A serious look at hitting Iran
Friday, December 15, 2006
I have been on record for a while now saying some sort of military action against Iran is necessary before W leaves office. The risk of a Democrat winning the White House and refusing to consider a military option would more or less leave us accepting a nuclear Iran. I prefer a missile and air-focused strike on all known nuke facilities and we actually had a very interesting discussion of this at the Milblogger Conference last April on the Mother of all Podcasts hosted by Sparky and Lumpy, the boy lieutenants of Op-For. In this Chuck and I quibble about which missiles are best and Smash offers a sobering look at the havoc the Iranians could cause in the Straits of Hormuz. This piece from Commentary offers a serious look at what would need to be done in any military strike against Iran that envisions all the badness Smash was concerned with as well as how this could be a decapitating strike on the regime.

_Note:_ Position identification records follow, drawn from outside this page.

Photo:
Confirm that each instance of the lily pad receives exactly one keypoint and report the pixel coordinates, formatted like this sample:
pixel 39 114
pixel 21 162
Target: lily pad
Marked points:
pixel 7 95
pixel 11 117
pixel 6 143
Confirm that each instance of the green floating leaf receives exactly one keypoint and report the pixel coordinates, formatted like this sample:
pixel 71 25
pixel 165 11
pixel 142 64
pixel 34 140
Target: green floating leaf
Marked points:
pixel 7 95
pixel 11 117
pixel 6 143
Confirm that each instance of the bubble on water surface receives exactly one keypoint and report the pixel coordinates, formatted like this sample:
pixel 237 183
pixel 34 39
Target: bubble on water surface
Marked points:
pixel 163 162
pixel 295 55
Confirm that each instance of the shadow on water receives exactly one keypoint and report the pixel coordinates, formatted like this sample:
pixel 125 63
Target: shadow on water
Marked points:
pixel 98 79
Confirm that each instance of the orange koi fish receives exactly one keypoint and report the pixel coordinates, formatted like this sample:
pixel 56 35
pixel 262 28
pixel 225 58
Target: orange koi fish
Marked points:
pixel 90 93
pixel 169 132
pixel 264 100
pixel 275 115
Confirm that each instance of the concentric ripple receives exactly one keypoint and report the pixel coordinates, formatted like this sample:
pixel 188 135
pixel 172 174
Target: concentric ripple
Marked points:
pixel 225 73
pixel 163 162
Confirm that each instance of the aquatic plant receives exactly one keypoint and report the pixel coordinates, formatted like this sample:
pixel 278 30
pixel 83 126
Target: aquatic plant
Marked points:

But neither are nuclear weapons the only threat posed by the Islamic Republic. While the international community has been preoccupied with this issue, the regime in Tehran has been taking steady steps to achieve hegemony over one of the world’s most sensitive and economically critical regions, and control over the world’s most precious resource. It is doing so, moreover, entirely through conventional means.

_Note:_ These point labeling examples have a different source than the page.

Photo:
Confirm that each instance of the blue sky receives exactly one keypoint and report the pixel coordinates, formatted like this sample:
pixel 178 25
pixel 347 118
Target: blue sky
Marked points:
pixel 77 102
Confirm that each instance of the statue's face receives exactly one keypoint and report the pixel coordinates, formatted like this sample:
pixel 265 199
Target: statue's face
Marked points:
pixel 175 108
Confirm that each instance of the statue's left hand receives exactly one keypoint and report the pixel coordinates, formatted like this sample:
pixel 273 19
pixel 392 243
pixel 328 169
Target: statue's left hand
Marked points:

To put it briefly, the Islamic Republic has its hand on the throttle of the world’s economic engine: the stretch of ocean at the mouth of the Persian Gulf known as the Straits of Hormuz, which are only 21 miles wide at their narrowest point. Through this waterway, every day, pass roughly 40 percent of the world’s crude oil, including two-thirds of the oil from Saudi Arabia. By 2025, according to Energy Department estimates, fully 60 percent of the world’s oil exports will be moved through this vital chokepoint.
Spend the time and look hard at what needs to happen.